Pour la direction, l’objectif affiché est de préserver la saison 2023-2024. Mais, selon Sophie Bollich, c’est plutôt la saison suivante que l’opéra de Lyon a en vue. Une manière de repousser le problème d’un an. Les directions vont aussi chercher à programmer davantage de compositeurs populaires pour attirer le public et remplir plus sûrement les salles, quitte à standardiser l’offre.
« Moins de levées de rideaux c’est moins d’emplois », s’inquiète la présidente du Snam-Cgt. Dans de nombreux ensembles musicaux, les départs ne sont plus systématiquement remplacés. Résultat : de 10 à 15 % des postes sont vacants dans les orchestres en France. Parfois, ils sont pourvus par des intermittents, mais ce n’est plus toujours le cas. Et cela a des conséquences. À Rennes, la partie des grosses caisses a récemment été supprimée, faute de moyens pour rémunérer un musicien quelques minutes. « Ils se sont même demandé si un technicien ne pouvait pas venir faire le coup de grosse caisse… » témoigne la violoniste.
« La solution n’est pas de réduire l’offre »
C’est dans ce contexte d’instabilité économique qu’émerge un débat sur l’avenir de la profession. Allons-nous vers un monde où la culture est rationalisée par l’économie ? Un monde où les opéras n’ouvrent que quelques mois par an ? Face à ce défi, un autre enjeu questionne le monde culturel : celui de la transition écologique. Un rapport du Syndicat national des entreprises artistiques et culturelles (Syndeac) appelle ainsi à « ralentir » le rythme des productions.
Pour la présidente du Snam, cette publication est « surprenante ». Les opéras optent déjà presque tous pour des coproductions. L’opéra de Bretagne coproduit actuellement un spectacle avec celui de Nancy. Cette création sera jouée à Rennes, Nantes, Angers, et Nancy. Les décors seront donc utilisés dans quatre villes, mutualisant ainsi les coûts de cette production. Le spectacle sera joué environ 40 fois. « Nous ne pouvons pas faire mieux », assure Sophie Bollich.

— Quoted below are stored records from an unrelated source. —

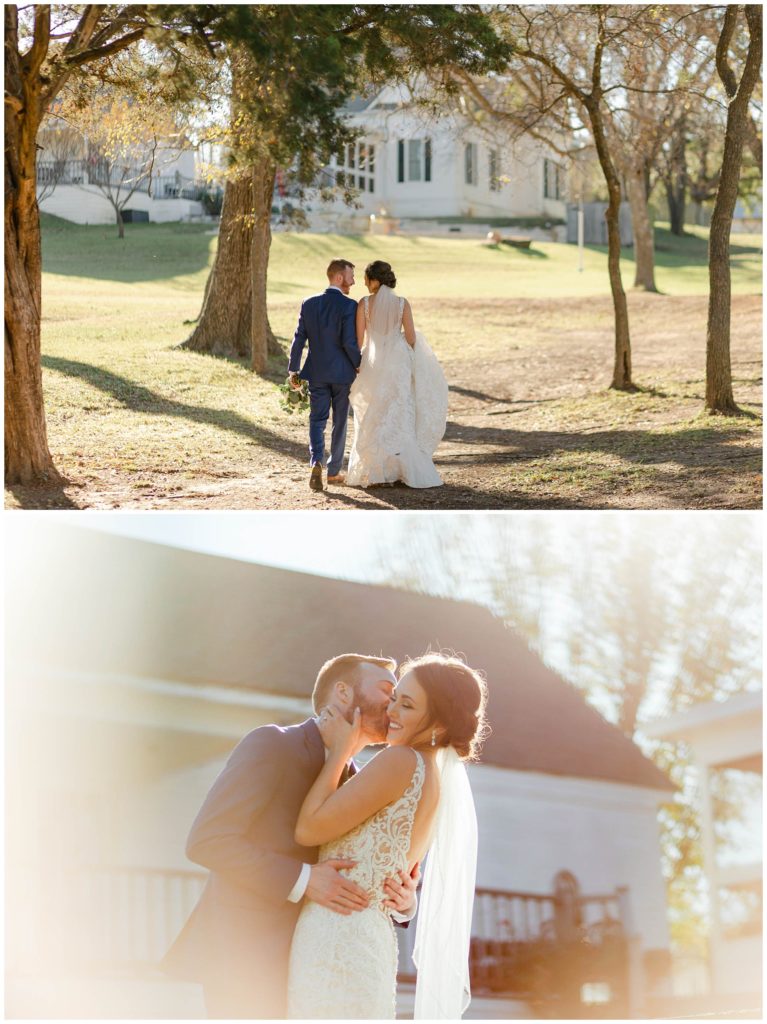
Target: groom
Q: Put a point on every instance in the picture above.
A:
(328, 323)
(237, 942)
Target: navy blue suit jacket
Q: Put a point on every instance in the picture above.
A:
(328, 323)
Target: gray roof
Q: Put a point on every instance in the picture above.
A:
(166, 612)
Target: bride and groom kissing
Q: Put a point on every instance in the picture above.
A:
(369, 355)
(312, 860)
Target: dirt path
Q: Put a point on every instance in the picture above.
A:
(536, 428)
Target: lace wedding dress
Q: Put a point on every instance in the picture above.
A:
(399, 400)
(344, 968)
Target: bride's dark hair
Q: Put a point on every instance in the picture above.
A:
(382, 272)
(456, 698)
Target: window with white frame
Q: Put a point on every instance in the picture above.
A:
(494, 167)
(354, 166)
(414, 160)
(553, 180)
(470, 163)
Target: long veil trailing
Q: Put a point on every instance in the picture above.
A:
(443, 924)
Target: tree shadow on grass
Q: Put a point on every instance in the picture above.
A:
(690, 448)
(148, 252)
(43, 496)
(497, 399)
(138, 398)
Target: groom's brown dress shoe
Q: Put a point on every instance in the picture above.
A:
(315, 477)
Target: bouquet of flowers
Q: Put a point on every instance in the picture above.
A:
(294, 399)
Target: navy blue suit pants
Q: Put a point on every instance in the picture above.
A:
(323, 397)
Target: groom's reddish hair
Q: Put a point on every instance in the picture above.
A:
(338, 266)
(345, 667)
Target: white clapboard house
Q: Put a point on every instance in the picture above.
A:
(132, 671)
(413, 163)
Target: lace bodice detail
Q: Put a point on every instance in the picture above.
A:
(399, 400)
(381, 844)
(344, 967)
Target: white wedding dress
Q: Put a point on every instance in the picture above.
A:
(344, 968)
(399, 400)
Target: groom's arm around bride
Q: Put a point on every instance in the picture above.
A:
(237, 941)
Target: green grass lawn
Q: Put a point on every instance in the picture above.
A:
(428, 267)
(126, 406)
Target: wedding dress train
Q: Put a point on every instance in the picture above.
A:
(399, 401)
(344, 968)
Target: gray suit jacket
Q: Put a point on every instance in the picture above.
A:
(238, 938)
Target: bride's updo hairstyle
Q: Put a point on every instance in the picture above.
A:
(457, 697)
(381, 272)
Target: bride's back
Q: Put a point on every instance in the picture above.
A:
(384, 312)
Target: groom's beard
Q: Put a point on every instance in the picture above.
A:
(375, 718)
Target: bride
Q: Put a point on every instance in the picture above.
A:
(399, 397)
(411, 798)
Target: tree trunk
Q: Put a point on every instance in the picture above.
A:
(223, 326)
(262, 340)
(719, 396)
(644, 251)
(27, 457)
(227, 322)
(676, 181)
(622, 368)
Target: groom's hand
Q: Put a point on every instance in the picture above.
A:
(400, 892)
(330, 889)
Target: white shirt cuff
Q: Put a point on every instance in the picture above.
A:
(401, 918)
(297, 892)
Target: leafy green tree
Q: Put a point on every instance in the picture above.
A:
(304, 59)
(292, 68)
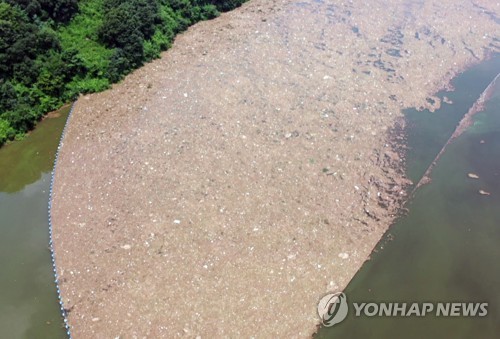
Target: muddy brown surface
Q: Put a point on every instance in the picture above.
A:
(221, 190)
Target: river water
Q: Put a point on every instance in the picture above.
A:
(446, 248)
(29, 307)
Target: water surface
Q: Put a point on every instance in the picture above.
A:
(447, 247)
(29, 307)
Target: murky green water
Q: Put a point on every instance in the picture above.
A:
(29, 306)
(447, 248)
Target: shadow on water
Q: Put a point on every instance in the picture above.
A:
(446, 248)
(29, 307)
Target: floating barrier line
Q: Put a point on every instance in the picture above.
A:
(54, 267)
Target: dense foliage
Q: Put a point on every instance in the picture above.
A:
(53, 50)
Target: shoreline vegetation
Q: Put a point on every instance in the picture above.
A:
(255, 162)
(53, 51)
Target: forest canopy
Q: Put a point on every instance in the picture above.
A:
(53, 50)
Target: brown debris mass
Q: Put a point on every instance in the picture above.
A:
(221, 190)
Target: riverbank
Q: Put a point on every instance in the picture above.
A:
(221, 192)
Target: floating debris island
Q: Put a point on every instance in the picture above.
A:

Elle réfute donc le « ralentissement » prôné par le Syndeac : « La solution n’est pas de réduire l’offre. Ce serait placer la question écologique au mauvais endroit. Mais il faut mieux utiliser les ressources, estime-t-elle. Lorsqu’un compositeur créé une œuvre et qu’elle n’est jouée qu’une seule fois par un orchestre avant d’être mise au placard, il y a un souci. »
Sophie Bollich critique aussi le déplacement d’orchestres dans des territoires dotés d’un ensemble musical similaire. L’Orchestre national de France partira par exemple en tournée la saison prochaine pour se produire dans de nombreuses villes, comme Toulouse ou Bordeaux. « Quel intérêt de faire venir un orchestre parisien dans une ville où un orchestre de renommée internationale est capable de produire le même spectacle ? » interroge la présidente du Snam.
Face à cette crise inédite, les opéras sont contraints de se réinventer. En attendant, pour la Cgt-Spectacle, la balle est dans le camp de la ministre de la Culture : « Elle ne peut pas laisser se déliter le service public ainsi », proteste la fédération. Si le secteur culturel connaît une crise encore plus aiguë que celle du Covid-19, il est aussi à l’aube de grands chantiers avec pour ambition de préserver l’exception culturelle française.